Entra nel vivo il progetto “filiera corta-carne di qualità” in Appennino

giugno 2015

Francesca Bertacci

BOLOGNA – Una filiera corta della carne con un duplice obiettivo: migliorare l’economia dei produttori montani del settore e garantire ai consumatori un prodotto non solo di alta qualità ma anche a km 0.

È il progetto interregionale di soft economy partito a maggio 2014 in Appennino, finanziato dal Gal e promosso col nome di “Filiera corta-carne di qualità”. A partecipare 19 allevatori e 4 macellai sparsi nei 26 comuni della fascia montana tra l’Emilia Romagna e la Toscana, tutti riuniti per l’occasione nell’apposito consorzio “produttori carne di qualità dell’Appennino bolognese”.
Un’idea ambiziosa ma necessaria a rilanciare, con l’economia dei piccoli artigiani locali, la produzione di carne della fascia appenninica. Se infatti nel corso degli anni l’espansione degli allevamenti da latte è sempre più aumentata, di pari passo è invece calata quella da carne, da sempre storica nella regione per la qualità del prodotto.
Una tendenza che ora grazie al progressivo aumento di domanda da parte dei consumatori, per una carne sana e di vicina provenienza, sta finalmente vedendo un’inversione e qualche significativo cambiamento. Primo tra tutti l’instaurarsi di una collaborazione tra i piccoli produttori che altrimenti non avrebbero i mezzi necessari per promuovere adeguatamente la loro carne sul mercato.

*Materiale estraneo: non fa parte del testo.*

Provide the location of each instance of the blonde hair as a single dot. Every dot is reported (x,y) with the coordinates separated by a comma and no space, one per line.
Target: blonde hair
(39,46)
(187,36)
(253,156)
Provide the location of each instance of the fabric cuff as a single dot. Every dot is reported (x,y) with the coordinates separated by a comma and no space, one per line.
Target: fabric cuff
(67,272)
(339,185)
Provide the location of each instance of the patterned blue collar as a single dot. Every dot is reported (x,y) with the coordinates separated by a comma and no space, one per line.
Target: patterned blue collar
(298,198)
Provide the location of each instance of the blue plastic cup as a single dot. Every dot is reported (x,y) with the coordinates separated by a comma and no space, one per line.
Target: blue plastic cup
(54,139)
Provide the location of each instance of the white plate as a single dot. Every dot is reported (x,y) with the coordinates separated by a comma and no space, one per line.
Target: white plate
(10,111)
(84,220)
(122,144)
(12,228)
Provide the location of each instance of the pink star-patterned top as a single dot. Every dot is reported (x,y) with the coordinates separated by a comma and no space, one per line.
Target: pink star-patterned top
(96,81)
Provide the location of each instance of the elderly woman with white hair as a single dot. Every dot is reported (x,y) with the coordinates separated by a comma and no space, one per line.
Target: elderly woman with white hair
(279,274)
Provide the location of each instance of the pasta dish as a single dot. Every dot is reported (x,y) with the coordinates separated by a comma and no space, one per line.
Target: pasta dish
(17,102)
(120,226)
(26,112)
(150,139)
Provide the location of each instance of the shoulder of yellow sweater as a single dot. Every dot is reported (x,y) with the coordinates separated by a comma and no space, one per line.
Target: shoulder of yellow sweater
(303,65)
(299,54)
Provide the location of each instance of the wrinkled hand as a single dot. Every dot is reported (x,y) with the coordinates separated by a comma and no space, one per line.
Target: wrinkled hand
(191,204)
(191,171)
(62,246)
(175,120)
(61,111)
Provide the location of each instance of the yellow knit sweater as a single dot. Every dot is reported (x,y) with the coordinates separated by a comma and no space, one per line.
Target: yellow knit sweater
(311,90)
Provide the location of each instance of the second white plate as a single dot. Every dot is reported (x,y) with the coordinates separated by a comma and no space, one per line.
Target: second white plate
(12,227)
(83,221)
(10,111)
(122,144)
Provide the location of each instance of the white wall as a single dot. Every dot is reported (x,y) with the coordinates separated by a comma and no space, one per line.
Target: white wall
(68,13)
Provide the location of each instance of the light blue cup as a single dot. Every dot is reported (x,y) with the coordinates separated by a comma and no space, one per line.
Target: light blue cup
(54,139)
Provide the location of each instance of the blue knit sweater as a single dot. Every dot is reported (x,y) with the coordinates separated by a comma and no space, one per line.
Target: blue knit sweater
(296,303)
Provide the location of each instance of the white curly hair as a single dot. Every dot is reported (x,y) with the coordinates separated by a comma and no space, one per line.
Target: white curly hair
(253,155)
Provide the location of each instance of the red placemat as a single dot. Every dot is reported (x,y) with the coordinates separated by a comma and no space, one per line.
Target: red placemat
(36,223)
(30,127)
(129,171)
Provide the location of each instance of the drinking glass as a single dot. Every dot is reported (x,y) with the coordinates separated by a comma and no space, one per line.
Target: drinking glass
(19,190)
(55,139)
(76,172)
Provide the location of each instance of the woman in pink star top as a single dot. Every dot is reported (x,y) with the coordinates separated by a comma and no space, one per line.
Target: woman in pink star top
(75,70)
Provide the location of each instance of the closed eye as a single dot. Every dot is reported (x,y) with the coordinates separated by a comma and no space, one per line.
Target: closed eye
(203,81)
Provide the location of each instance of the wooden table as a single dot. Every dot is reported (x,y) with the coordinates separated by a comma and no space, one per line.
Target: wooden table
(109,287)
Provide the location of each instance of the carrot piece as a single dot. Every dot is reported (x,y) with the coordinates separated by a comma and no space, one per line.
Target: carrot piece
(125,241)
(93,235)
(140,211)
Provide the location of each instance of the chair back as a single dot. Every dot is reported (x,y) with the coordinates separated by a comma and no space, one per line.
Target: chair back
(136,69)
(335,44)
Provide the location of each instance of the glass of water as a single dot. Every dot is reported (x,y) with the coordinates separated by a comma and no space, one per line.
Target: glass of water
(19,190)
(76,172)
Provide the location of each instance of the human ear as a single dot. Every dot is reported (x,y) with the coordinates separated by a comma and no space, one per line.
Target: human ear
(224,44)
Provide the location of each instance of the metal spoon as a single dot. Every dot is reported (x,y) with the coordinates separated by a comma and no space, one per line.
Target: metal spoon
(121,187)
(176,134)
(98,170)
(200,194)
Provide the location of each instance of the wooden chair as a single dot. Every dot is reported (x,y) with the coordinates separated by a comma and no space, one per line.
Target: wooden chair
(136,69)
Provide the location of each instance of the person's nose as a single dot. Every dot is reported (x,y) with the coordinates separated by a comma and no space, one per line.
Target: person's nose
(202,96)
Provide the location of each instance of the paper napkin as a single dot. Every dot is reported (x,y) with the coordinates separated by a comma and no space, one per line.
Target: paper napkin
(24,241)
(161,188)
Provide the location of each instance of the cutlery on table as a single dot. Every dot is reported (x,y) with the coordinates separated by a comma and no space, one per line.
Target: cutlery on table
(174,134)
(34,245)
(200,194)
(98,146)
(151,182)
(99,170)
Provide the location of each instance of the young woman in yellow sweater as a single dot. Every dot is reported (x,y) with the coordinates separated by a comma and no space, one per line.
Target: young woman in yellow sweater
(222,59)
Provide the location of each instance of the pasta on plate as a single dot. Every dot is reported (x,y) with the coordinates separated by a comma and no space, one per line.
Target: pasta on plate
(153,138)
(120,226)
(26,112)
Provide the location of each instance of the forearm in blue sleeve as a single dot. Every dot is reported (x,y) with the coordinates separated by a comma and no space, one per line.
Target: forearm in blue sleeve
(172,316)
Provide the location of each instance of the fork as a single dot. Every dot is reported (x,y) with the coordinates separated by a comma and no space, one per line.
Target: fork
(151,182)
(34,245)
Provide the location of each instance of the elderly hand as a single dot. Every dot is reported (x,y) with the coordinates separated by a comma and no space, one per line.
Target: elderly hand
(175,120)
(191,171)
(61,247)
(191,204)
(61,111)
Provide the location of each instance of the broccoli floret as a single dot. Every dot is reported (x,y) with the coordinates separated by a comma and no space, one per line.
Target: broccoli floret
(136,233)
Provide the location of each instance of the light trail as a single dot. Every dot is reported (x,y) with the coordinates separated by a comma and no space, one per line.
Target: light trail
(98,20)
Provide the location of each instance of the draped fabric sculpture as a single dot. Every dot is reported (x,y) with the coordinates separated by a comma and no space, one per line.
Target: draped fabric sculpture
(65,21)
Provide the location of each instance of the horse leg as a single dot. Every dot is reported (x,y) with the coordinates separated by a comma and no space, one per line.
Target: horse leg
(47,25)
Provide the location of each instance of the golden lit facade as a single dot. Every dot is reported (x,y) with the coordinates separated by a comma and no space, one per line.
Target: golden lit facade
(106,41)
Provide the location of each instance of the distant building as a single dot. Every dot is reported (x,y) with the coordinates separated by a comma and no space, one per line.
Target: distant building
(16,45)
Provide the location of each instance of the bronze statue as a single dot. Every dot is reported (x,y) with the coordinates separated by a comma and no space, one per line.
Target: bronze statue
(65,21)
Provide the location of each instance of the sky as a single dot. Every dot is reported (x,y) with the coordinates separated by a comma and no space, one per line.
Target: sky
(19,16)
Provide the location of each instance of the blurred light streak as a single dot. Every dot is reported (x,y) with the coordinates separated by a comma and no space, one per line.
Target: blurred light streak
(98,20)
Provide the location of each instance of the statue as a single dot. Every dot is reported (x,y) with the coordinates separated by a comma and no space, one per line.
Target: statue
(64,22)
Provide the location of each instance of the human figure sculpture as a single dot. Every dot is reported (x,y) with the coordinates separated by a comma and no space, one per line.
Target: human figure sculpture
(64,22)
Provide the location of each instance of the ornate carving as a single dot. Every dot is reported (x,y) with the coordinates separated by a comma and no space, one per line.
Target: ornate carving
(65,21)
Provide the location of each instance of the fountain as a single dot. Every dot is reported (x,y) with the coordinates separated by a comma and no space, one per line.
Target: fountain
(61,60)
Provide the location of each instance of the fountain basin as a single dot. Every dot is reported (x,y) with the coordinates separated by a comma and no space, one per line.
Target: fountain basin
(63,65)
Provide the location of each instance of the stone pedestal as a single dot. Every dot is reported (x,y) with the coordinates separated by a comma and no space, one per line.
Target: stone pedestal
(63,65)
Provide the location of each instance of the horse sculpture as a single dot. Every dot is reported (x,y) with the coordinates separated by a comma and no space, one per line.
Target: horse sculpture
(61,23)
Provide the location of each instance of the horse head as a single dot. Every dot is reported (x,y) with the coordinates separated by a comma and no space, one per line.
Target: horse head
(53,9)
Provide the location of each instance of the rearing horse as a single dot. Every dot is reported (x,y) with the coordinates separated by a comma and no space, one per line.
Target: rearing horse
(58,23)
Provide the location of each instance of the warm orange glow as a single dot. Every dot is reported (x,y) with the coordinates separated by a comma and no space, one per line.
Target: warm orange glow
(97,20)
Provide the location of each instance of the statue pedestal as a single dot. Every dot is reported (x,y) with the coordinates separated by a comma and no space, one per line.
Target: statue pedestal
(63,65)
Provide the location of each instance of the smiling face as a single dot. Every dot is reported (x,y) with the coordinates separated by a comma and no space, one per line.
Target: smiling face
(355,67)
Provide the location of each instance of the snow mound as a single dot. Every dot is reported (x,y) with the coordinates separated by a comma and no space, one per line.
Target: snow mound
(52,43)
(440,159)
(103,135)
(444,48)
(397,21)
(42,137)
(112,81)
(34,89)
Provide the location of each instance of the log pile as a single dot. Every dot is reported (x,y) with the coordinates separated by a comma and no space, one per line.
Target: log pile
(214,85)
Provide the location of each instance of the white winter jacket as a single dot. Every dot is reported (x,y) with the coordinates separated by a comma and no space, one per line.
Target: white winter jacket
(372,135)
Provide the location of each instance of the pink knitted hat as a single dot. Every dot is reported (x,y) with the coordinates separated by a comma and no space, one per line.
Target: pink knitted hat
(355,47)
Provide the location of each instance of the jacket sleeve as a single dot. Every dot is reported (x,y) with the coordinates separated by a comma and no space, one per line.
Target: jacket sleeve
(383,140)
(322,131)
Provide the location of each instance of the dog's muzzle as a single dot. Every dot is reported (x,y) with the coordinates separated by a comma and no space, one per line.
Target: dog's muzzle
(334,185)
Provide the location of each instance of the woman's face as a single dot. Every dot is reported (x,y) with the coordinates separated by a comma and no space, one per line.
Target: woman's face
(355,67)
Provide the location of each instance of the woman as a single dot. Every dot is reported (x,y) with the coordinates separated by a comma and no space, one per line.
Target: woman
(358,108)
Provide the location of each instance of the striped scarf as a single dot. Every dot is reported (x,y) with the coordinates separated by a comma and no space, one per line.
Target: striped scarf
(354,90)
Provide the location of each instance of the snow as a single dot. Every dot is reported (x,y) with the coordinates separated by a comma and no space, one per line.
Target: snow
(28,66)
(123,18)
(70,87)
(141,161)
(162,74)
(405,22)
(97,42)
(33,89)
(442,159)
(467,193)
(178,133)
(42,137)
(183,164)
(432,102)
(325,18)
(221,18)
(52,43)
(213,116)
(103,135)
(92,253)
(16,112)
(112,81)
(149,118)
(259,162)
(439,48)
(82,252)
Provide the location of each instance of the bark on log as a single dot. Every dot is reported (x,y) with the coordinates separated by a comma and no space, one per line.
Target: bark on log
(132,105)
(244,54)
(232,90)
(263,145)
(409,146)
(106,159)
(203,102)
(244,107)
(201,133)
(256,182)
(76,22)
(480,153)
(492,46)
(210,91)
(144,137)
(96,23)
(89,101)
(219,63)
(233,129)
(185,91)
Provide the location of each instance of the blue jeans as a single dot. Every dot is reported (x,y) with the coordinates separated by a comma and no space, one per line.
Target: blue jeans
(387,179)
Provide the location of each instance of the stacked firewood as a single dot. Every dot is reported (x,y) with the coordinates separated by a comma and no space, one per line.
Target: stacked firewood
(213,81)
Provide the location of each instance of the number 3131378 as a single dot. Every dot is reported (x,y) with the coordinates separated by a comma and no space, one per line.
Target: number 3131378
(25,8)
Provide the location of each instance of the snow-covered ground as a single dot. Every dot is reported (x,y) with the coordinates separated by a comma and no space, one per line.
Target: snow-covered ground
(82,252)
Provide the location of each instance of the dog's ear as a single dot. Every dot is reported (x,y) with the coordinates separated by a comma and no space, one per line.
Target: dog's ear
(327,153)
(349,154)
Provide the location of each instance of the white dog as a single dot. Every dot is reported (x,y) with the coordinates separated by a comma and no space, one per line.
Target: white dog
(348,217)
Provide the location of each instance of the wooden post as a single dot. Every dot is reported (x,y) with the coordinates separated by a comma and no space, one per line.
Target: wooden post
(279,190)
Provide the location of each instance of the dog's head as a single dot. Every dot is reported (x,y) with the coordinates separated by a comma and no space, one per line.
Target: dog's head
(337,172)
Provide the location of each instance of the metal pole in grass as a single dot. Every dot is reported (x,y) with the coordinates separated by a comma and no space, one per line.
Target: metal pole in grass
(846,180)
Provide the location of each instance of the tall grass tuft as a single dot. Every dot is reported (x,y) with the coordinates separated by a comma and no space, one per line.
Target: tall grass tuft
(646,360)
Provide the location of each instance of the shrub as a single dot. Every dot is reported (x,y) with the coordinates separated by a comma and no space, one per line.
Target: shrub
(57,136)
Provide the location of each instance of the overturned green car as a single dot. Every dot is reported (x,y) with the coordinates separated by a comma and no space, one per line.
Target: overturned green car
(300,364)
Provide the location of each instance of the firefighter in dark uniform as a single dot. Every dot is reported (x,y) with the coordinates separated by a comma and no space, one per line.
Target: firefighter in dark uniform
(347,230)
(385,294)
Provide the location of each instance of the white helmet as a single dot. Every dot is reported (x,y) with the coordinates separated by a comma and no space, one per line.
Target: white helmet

“Un cambiamento faticoso” commenta Ubaldo Lazzari della Cia di Bologna “per via della mentalità locale e della mancanza di esperienza in questo senso, che però può fare da esempio per altre categorie merceologiche e per diventare protagonisti del nostro territorio a 360 gradi”. Di certo la voglia di mettersi in gioco c’è e questa nuova sinergia tra gli elementi della stessa filiera permetterà di garantire sempre di più un buon prodotto. Soprattutto perché a esser privilegiati tra gli altri agricoltori saranno quelli ad allevamento non intensivo e quelli biologici, che prevedono la tenuta a pascolo dei capi.
Un motivo in più per spingere gli allevatori della filiera corta a impegnarsi nel fornire una carne sempre migliore, come nel caso dell’azienda Bovulino di Casola che con i suoi 190 ettari di bosco e prati conta di poter spostare sempre più capi dalla stabulazione fissa al pascolo. Per ora la famiglia Malavolti, nel settore da generazioni, si accontenta di tenere in recinto i piccoli di 7/8 mesi e di produrre latte che in parte vende e in parte riutilizza per produrre yogurt, budini e formaggi che rivende in paese, sempre in un’ottica di basso impatto ambientale.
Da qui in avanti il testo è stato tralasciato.